It's too early to trumpet Britain's competitive transition

As two of the company bosses who endorsed David Cameron’s economic vision before this year’s general election, Ian Cheshire of Kingfisher and Andrew Witty of GlaxoSmithKline did much to promote the idea that the Conservatives were friendly to big business.

This week Mr Witty went a stage further, announcing a £500m investment in British manufacturing, choreographed to coincide with government reforms to the regime for taxing UK companies’ intellectual property-generated earnings.

No wonder George Osborne, the chancellor, was smiling as he made his Commons statement.

Yet it is a little early to be trumpeting Britain’s transition to being the most competitive regime in the G20, as Mr Osborne did on Monday.

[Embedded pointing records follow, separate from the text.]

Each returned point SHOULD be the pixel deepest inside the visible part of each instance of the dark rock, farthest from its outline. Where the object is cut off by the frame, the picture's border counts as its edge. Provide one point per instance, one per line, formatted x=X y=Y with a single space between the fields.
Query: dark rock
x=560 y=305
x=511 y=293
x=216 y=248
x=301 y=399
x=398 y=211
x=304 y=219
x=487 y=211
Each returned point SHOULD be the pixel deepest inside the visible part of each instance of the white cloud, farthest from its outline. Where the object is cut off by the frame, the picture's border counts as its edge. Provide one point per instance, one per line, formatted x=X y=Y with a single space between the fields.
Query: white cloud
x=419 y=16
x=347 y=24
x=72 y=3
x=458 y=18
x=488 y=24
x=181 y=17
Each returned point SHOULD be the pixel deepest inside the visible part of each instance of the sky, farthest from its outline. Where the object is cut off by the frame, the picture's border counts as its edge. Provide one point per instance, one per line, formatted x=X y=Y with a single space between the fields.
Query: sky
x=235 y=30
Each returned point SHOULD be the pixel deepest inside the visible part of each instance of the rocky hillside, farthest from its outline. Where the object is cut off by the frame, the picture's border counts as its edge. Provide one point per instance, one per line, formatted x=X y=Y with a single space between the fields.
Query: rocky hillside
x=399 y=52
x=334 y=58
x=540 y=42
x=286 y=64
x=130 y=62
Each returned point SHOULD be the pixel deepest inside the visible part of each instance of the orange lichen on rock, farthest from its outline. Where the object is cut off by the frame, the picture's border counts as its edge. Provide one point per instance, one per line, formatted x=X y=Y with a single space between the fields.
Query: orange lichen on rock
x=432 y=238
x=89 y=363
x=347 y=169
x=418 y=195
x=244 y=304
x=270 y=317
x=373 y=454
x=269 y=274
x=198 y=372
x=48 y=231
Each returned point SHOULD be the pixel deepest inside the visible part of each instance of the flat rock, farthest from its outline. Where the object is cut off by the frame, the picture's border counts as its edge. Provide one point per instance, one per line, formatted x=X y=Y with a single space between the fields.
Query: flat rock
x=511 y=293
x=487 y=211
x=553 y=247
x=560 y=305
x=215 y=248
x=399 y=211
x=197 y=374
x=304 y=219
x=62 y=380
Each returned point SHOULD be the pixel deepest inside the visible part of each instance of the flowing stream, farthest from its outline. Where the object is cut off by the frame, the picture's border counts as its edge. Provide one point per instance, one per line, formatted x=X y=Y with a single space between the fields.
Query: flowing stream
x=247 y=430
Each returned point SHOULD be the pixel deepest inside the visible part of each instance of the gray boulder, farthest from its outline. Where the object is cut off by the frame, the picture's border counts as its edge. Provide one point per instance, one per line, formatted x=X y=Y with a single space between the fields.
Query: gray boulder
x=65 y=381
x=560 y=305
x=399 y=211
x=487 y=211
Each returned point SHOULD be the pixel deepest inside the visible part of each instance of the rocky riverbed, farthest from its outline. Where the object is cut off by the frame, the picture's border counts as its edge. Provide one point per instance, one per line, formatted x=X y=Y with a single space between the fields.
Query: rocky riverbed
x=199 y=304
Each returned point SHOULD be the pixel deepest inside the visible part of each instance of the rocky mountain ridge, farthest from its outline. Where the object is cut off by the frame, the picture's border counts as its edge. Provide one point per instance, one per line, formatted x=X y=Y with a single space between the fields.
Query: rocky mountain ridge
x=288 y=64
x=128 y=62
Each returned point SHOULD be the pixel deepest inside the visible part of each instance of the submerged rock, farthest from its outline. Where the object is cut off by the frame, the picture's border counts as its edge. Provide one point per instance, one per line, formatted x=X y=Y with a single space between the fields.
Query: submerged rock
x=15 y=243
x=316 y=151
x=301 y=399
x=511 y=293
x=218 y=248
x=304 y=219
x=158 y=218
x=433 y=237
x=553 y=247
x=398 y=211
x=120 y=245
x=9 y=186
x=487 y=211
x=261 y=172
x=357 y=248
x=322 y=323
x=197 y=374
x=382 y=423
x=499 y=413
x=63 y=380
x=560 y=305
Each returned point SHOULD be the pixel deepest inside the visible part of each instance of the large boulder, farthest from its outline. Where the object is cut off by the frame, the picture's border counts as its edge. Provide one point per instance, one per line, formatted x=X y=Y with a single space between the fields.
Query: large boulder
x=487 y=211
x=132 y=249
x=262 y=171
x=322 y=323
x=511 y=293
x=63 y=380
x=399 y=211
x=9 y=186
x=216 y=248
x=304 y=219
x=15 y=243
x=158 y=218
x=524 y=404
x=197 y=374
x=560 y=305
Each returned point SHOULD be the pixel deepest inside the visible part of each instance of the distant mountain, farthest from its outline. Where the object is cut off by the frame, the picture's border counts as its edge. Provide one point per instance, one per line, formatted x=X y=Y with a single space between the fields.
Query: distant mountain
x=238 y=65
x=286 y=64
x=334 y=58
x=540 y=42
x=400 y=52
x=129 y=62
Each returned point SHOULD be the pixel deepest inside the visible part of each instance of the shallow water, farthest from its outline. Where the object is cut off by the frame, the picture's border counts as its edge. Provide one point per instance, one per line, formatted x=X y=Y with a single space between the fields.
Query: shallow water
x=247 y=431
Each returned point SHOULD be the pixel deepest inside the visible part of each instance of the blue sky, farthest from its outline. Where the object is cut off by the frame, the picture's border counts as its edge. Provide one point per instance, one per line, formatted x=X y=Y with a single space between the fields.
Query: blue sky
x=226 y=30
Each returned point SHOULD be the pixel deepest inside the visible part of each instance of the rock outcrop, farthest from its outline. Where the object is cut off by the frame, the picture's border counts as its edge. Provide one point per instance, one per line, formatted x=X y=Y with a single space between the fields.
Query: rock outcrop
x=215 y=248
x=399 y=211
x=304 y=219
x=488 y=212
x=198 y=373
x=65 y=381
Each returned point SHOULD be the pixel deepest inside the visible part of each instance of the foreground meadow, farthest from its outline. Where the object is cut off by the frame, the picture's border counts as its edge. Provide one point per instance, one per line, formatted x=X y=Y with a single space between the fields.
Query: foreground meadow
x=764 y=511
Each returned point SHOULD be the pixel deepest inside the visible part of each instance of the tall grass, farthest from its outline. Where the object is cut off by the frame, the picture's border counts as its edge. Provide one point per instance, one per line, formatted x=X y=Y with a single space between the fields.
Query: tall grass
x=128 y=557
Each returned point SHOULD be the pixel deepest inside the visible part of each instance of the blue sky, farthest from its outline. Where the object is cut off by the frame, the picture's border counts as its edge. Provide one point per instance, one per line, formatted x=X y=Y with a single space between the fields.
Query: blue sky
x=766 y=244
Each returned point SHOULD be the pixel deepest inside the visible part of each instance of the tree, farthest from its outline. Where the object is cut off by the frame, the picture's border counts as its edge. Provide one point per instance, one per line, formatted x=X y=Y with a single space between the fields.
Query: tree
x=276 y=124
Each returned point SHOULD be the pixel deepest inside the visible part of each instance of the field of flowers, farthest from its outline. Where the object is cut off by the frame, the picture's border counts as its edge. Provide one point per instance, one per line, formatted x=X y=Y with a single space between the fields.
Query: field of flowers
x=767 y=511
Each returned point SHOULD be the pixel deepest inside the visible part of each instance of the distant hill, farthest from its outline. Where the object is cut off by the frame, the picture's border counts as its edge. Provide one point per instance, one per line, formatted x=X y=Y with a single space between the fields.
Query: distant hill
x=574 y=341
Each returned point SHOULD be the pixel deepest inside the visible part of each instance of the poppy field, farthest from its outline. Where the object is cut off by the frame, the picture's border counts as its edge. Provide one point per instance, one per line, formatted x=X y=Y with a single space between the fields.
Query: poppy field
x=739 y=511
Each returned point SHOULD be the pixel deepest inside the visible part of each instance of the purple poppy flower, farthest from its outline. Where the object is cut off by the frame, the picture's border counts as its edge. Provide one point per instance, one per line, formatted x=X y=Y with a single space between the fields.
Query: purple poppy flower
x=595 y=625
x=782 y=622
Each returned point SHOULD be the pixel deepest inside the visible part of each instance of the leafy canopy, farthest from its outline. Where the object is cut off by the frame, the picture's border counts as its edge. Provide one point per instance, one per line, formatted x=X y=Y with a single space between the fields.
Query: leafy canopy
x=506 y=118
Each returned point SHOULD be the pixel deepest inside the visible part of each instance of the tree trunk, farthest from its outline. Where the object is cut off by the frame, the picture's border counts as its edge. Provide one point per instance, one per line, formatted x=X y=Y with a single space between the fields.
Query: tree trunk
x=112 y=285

True, the headline rate of corporation tax will come down during this parliament, from 28 per cent to 24 per cent. And the planned changes to the Controlled Foreign Companies (CFC) regime will loosen some of the legislative shackles that led so many blue-chip companies to flee to sunnier tax climes.

But for a clue as to why all the back-slapping looks premature, one need look no further than Mr Cheshire.

I have learnt that Kingfisher, the DIY retail group that owns B&Q, is exploring the establishment of a new offshore subsidiary to house the company’s intellectual property assets.

Under the plan, Kingfisher’s brands would be domiciled in a tax-efficient vehicle (possibly incorporated in Switzerland) and licensed to its operating companies.

People close to the group estimate that such a move might save it as much as £30m annually, approximately 5 per cent of the £660m consensus pre-tax profit forecast for this year by City analysts.

For shareholders, that would seem to render it an open-and-shut case, although given Mr Cheshire’s ringing endorsement of the Conservatives (he shared a stroll with Mr Cameron round a B&Q store during the election campaign), it might be mildly embarrassing to the prime minister.